Initializing the loader as follows:

from ffcv.loader import Loader

loader = Loader(train_dataset,
                batch_size=batch_size,
                num_workers=num_workers,
                indices=indices)

results in a loader of length 0 when batch_size > len(indices).

I think a warning, an error, or returning a length 1 loader containing exactly len(indices) elements in the loader would all be reasonable behaviors that are more intuitive than returning a length 0 loader.

GuillaumeLeclerc commented 2 years ago

@kaixiao it seems that in your example you have drop_last=True. We aim to maximize compatibility with the pytorch dataloader and it seems that we have exactly the same behavior

In [3]: ch.utils.data.TensorDataset(ch.Tensor([(0, 1), (1, 2)]))
Out[3]: <torch.utils.data.dataset.TensorDataset at 0x7f824f9a47c0>

In [4]: dataset = ch.utils.data.TensorDataset(ch.Tensor([(0, 1), (1, 2)]))

In [5]: loader = ch.utils.data.DataLoader(dataset, batch_size=3, drop_last=True)

In [6]: len(loader)
Out[6]: 0

Feel free to reopen if you see a discrepancy with pytorch's DataLoader!
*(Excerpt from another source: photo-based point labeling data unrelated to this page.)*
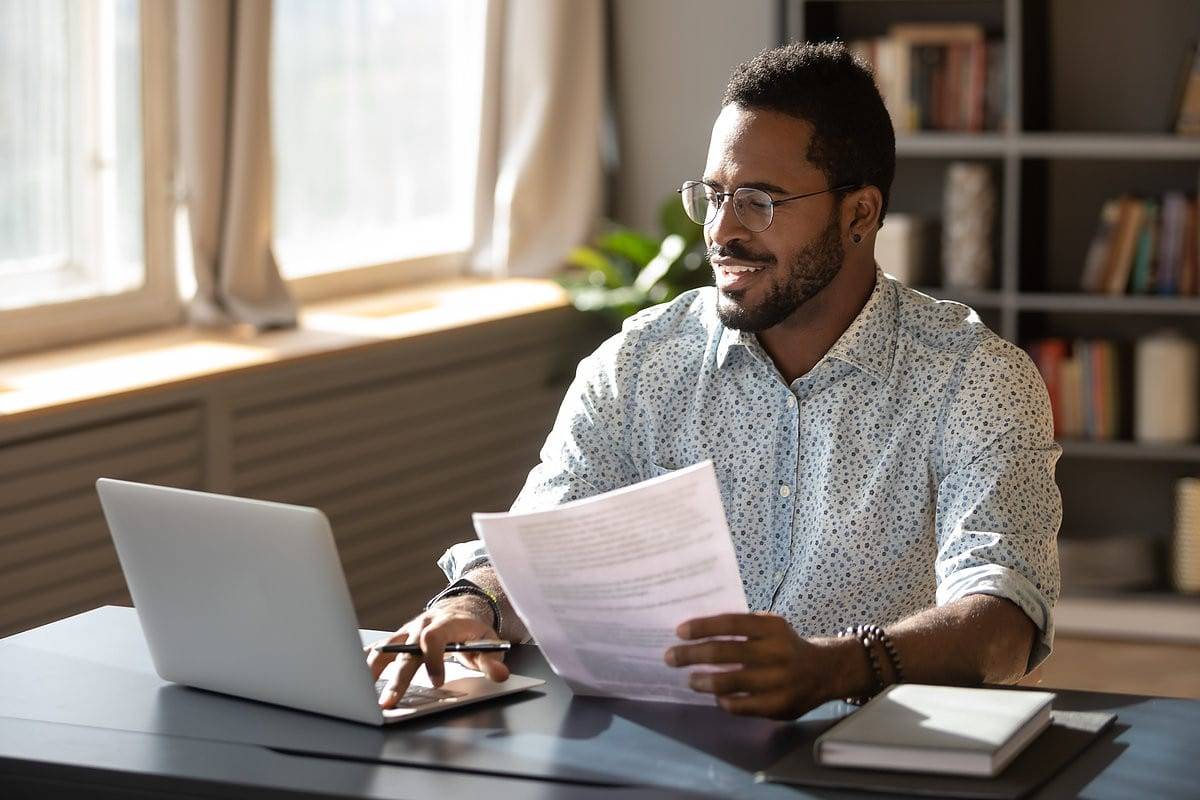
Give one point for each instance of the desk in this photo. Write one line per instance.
(81, 708)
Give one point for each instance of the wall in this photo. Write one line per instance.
(672, 59)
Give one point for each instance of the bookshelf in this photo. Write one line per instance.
(1086, 116)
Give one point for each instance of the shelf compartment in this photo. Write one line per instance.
(1126, 450)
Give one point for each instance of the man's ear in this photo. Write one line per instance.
(861, 211)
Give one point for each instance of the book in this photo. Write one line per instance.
(1188, 256)
(1170, 250)
(1120, 264)
(1098, 251)
(1187, 119)
(945, 729)
(1144, 252)
(1048, 355)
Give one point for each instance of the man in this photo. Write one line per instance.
(883, 457)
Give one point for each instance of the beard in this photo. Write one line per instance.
(809, 271)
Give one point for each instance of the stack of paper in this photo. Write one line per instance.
(603, 583)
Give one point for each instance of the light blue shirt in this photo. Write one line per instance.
(911, 467)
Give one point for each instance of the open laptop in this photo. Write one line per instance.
(249, 597)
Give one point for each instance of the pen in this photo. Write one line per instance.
(483, 645)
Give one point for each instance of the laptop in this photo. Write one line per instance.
(247, 597)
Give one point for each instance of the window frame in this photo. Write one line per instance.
(155, 304)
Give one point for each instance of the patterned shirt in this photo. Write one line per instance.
(911, 467)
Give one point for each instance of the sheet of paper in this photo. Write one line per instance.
(601, 583)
kaixiao commented 2 years ago

Thanks for the clarification, @GuillaumeLeclerc! In that case, I'm wondering if the default behavior for ffcv loaders should be drop_last=False instead, since that seems to be the pytorch default. But it's helpful to know that this is an easy fix.

Default drop_last behavior in Pytorch: ` In [2]: dataset = ch.utils.data.TensorDataset(ch.Tensor([(0, 1), (1, 2)]))

In [3]: loader = ch.utils.data.DataLoader(dataset, batch_size=3)

In [4]: len(loader) Out[4]: 1 `

GuillaumeLeclerc commented 2 years ago

That's definitely an oversight from us. I'm not sure changing now as people might be already relying on the default value is the thing to do though.